Of great potential promise is use of lasers to destroy bladder and kidney stones. A laser device may eventually replace the recently developed lithotripter, which knocks stones apart by use of ultrasonic shock waves. But here, the captivation potential of the laser also comes into play. Berns and Dr. Gerhard Fuchs of UCLA said both of their centers have received new laser devices to begin experimental stone destruction on selected human patients. Originally, a company making the devices was to locate experimental sites all over the country, but in a bid to lock up marketing of the units, the firm picked both UCLA and UC Irvine as locations for the human tests.

Advertisement

The experimental treatments are only now starting.

- In heart, lung and chest surgery, the laser’s most captivating and potentially revolutionary application is also one of the most controversial--and, so far, still theoretical. Involved is the promise that lasers may soon emerge as a means of removing life-threatening fatty deposits from inside arteries near the heart.

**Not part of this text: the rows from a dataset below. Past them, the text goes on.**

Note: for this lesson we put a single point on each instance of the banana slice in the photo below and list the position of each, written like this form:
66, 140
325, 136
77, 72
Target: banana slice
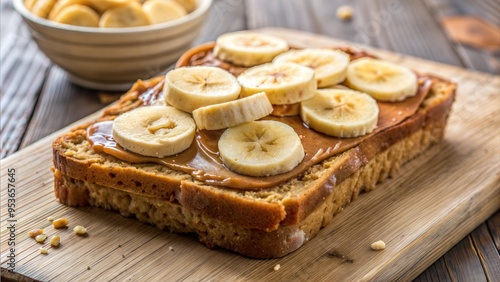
232, 113
340, 113
383, 80
189, 88
329, 65
41, 8
128, 15
189, 5
78, 15
163, 11
154, 131
284, 83
248, 49
102, 6
29, 4
261, 148
61, 4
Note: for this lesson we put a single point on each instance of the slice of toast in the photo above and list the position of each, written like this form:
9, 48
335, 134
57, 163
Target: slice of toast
263, 223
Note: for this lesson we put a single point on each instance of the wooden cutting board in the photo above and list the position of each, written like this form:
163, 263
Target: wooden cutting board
435, 201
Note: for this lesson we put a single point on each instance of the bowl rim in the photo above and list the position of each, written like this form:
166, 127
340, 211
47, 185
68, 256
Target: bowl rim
203, 7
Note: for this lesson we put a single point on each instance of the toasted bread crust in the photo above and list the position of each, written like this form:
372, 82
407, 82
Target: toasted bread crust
227, 205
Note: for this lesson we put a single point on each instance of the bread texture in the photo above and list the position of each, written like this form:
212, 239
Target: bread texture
264, 223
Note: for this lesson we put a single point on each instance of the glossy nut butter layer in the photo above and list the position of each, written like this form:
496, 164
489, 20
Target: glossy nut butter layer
201, 159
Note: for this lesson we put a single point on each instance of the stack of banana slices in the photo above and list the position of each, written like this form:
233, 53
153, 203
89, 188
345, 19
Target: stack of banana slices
210, 98
110, 13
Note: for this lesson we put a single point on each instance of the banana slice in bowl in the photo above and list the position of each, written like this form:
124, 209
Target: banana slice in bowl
384, 81
189, 88
248, 49
79, 15
163, 11
260, 148
329, 65
283, 82
232, 113
127, 15
154, 131
103, 5
340, 113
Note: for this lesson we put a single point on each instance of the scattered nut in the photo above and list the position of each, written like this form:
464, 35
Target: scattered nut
344, 12
35, 233
60, 222
379, 245
55, 240
80, 230
40, 238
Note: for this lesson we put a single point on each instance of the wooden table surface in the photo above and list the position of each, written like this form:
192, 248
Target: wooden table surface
38, 99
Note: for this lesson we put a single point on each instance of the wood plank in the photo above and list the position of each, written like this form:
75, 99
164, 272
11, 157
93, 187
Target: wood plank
315, 16
437, 272
463, 263
60, 104
494, 229
472, 58
405, 27
433, 203
224, 16
488, 254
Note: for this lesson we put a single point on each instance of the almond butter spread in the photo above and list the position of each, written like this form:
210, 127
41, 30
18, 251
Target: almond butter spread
201, 159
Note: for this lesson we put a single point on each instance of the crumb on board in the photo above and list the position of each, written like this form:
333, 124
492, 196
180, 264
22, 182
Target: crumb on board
36, 232
378, 245
55, 241
60, 223
40, 238
80, 230
344, 12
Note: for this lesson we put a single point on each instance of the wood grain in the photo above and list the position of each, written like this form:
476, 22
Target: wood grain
433, 203
490, 260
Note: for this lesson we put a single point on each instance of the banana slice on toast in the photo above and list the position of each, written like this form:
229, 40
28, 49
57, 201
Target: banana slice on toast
261, 148
233, 113
340, 113
329, 65
245, 48
283, 82
189, 88
154, 131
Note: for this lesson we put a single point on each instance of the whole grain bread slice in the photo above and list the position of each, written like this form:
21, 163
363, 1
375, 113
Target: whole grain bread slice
262, 223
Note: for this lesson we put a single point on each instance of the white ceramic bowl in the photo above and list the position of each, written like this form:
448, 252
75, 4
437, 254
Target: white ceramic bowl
114, 58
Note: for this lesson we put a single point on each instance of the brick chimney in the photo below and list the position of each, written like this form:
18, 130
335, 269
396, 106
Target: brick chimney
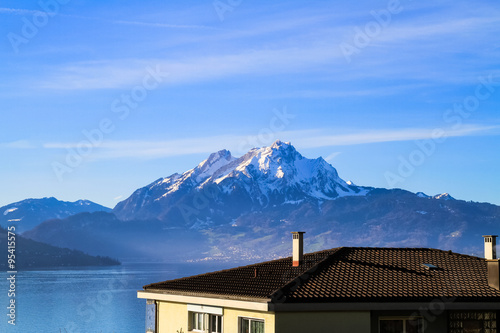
298, 247
490, 253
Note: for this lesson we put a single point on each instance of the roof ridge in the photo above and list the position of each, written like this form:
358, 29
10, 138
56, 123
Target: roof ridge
279, 294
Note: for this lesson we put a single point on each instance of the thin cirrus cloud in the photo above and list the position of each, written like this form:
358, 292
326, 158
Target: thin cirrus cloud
239, 144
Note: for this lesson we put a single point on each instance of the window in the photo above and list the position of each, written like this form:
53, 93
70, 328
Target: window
401, 325
249, 325
205, 322
472, 322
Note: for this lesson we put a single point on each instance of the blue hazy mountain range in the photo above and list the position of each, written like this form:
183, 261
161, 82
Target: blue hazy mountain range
239, 209
29, 213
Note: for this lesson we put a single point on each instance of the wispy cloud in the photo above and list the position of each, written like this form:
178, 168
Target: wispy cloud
238, 144
20, 144
17, 11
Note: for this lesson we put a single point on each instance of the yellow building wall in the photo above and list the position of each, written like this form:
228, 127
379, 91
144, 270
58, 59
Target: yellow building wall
331, 322
172, 317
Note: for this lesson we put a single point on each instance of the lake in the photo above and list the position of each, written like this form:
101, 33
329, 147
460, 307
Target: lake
87, 300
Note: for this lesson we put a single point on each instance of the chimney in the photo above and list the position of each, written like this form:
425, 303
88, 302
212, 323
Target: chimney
490, 253
490, 247
298, 247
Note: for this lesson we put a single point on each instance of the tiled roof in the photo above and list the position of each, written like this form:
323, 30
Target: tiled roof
348, 274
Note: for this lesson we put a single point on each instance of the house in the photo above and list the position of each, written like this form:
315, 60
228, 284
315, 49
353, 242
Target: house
345, 289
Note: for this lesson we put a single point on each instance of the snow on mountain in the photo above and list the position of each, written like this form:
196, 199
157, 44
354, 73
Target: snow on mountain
268, 170
277, 174
443, 196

But although emergence of what has been called the “laser bypass” operation has been widely publicized, experts questioned by The Times agreed the publicity has been premature. While the laser is, indeed, capable of cutting through fatty arterial plaques, the beam used in such experiments so far also may harm the arterial wall itself--with potentially catastrophic consequences. It has also been theorized that plaques cut away by a laser inside an artery could get loose in the blood stream, traveling as embolisms to the brain where they could cause stroke or death.

The laser bypass, however, is theoretically possible, and many top doctors believe it will inevitably be developed--perhaps within as little as one or two years. “As opposed to a year ago, I am more optimistic that this will be a useful technique,” said Dr. Frank Litvack, a cardiologist at Cedars-Sinai Medical Center who wrote a medical journal editorial on the subject earlier this year. Unestablished at the moment is whether the laser will work best alone or in conjunction with the so-called balloon catheter, an accepted technique in which a balloon-like device is inflated inside the clogged vessel to force it open.

Litvack was speaking specifically about laser use in heart surgery, but what he said echoed statements of experts questioned by The Times about the broader emerging role of lasers in medicine. “I believe there have been tremendous advances and we’re moving in the right direction,” Litvack said.

“These are promising techniques, but many of them are not certainties. But if the laser is as good as we hope, it will be a great tool.”